After two or three of these plays, some patterns start to emerge: The male character may be a playwright holding an audition (Bonilla again, in "Chemistry Read") or a tentative temp worker (Michael Micalizzi, in "Temping"), but he's usually put-upon, nice and sincere. Each of the women is bitchy and mildly evil, with the exception of Istvan's translator in "Szinhaz" (Maren Langdon, hilarious both here and as the self-centered office drone in "Temping"), who has her own problems.
The fourth piece, "Authorial Intent," emphasizes Moses' blind spot by deconstructing itself twice without discovering how one-dimensional its main character (Laurel Holland) is.
The ever self-aware Moses goes a long way toward solving this problem with "Untitled Short Play," in which John Russo sets the scene for a final encounter, this time between Bonilla and Holland. He sets the scene for so long, in fact, that the final play never happens, because there's no way it could be good enough. It's just "work filled with so-called characters who are actually just tissue-thin cartoons built mostly from lazy guesswork," he admits. He has no idea what the female character is thinking.

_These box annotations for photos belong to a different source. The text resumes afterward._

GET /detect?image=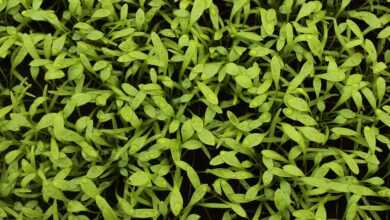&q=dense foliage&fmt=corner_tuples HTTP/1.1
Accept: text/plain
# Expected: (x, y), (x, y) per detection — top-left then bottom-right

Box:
(0, 0), (390, 220)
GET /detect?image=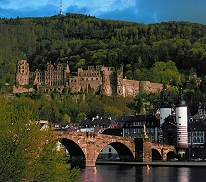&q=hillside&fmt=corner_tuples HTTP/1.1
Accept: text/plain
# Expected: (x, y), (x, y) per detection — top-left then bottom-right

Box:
(0, 13), (206, 86)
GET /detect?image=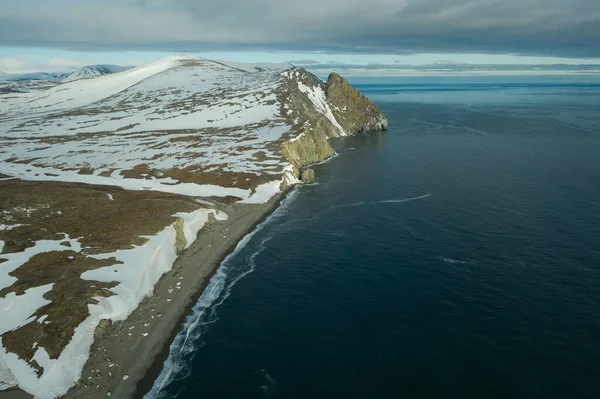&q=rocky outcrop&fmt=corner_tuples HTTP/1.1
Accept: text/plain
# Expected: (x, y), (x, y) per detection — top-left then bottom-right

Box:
(281, 68), (388, 183)
(325, 73), (388, 134)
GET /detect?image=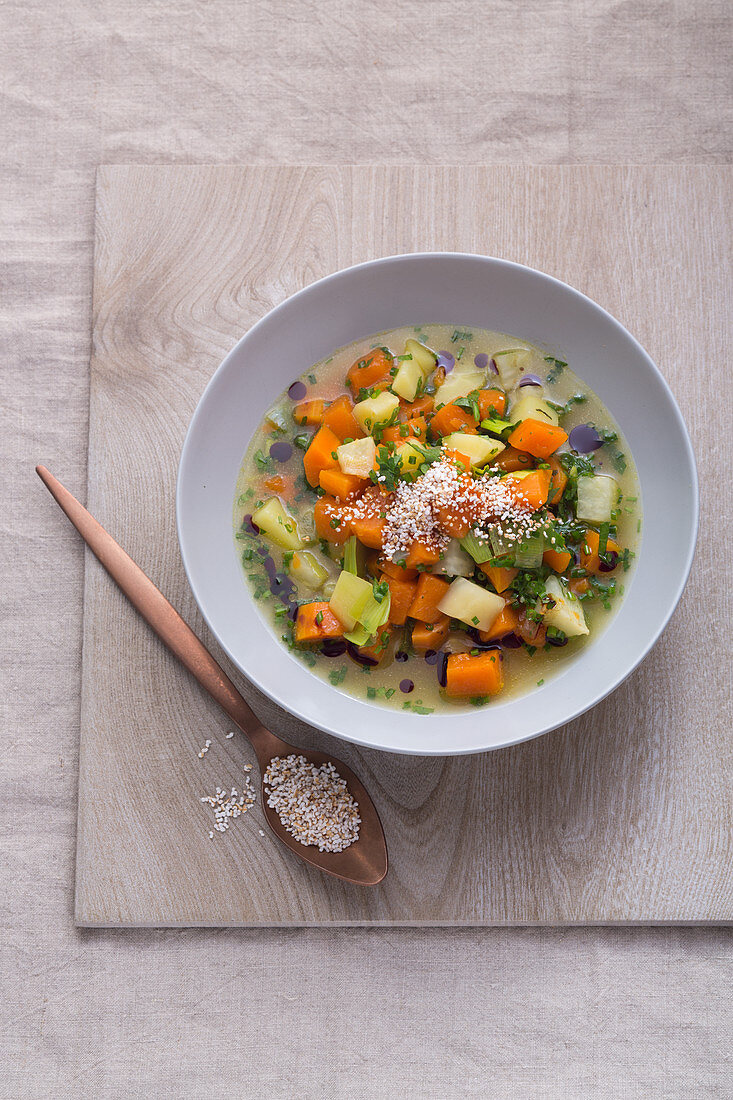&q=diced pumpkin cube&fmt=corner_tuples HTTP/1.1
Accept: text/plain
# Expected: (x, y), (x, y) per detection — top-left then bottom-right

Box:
(321, 394), (361, 439)
(408, 573), (450, 623)
(318, 470), (369, 501)
(295, 603), (343, 646)
(446, 649), (504, 699)
(430, 402), (479, 436)
(507, 417), (568, 459)
(303, 428), (341, 486)
(347, 348), (394, 393)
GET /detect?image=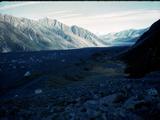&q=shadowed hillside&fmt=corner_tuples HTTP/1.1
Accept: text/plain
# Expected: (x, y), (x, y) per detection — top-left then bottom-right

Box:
(122, 20), (160, 77)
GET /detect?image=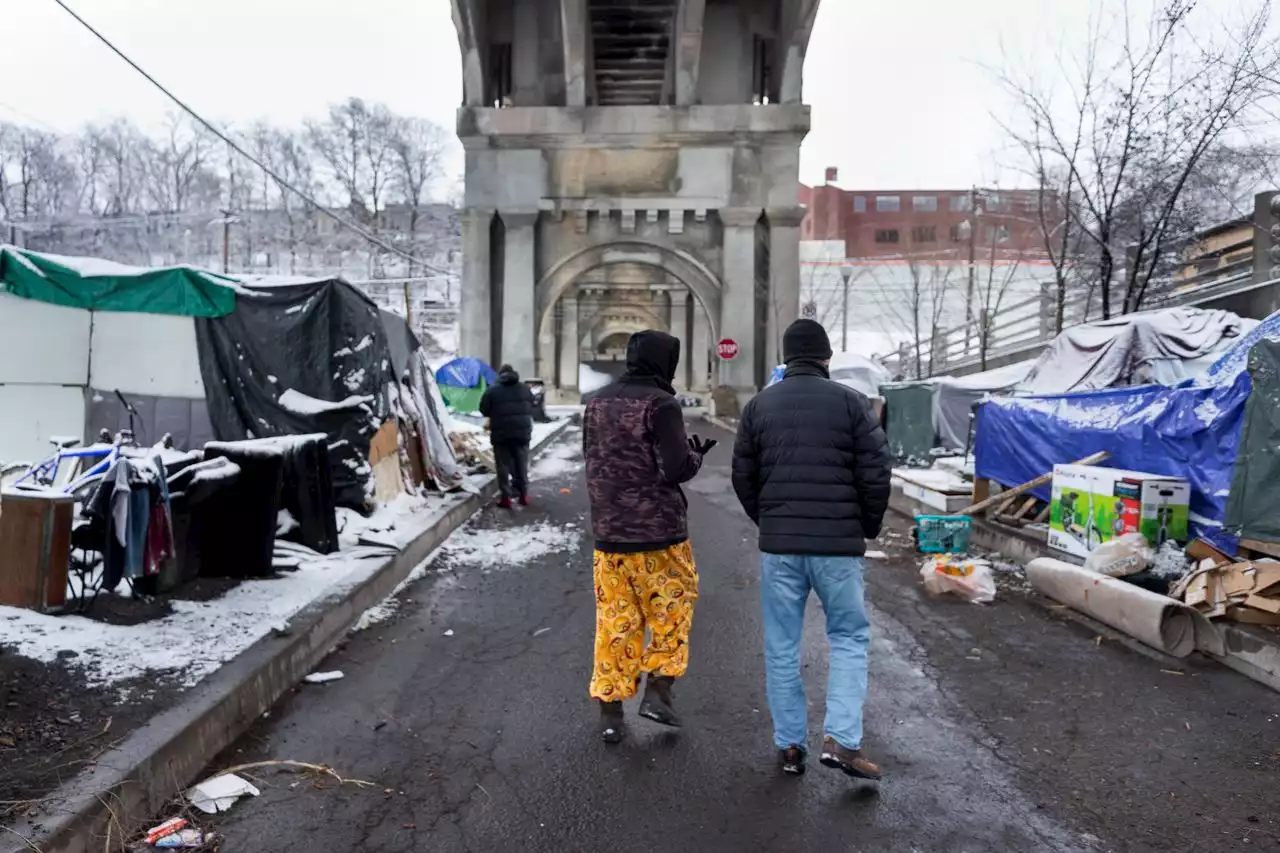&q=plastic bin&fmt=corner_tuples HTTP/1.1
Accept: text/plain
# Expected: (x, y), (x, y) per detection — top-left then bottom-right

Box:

In this last play, Moses uses his skill to demand more of himself than he has in recent memory. He also effectively hands tomatoes to his detractors, but it's hard to imagine many of them flying. This is not a play that uses formal trickery to disguise a lack of depth -- the basis for the most frequent criticism leveled against Moses. Instead, he gives us four very funny plays that, taken together, call into question his ability to truthfully write a convincing female character and caps them with a fifth play stating that question out loud and wondering further what it says about him as a person.
"I sat down here to re-create the closeness, and the very first keystroke begins to re-create the distance," sighs the narrator. We knew we were getting cleverness when we walked in, but this sounds suspiciously like wisdom.
Set, Jerad Schomer; costumes, Jessica Pabst; lighting, Joe Chapman; sound, Brandon Wolcott; production stage manager, Amanda Pooran. Opened Feb. 16, 2009. Reviewed Feb. 15. Running time: 1 HOUR, 45 MIN.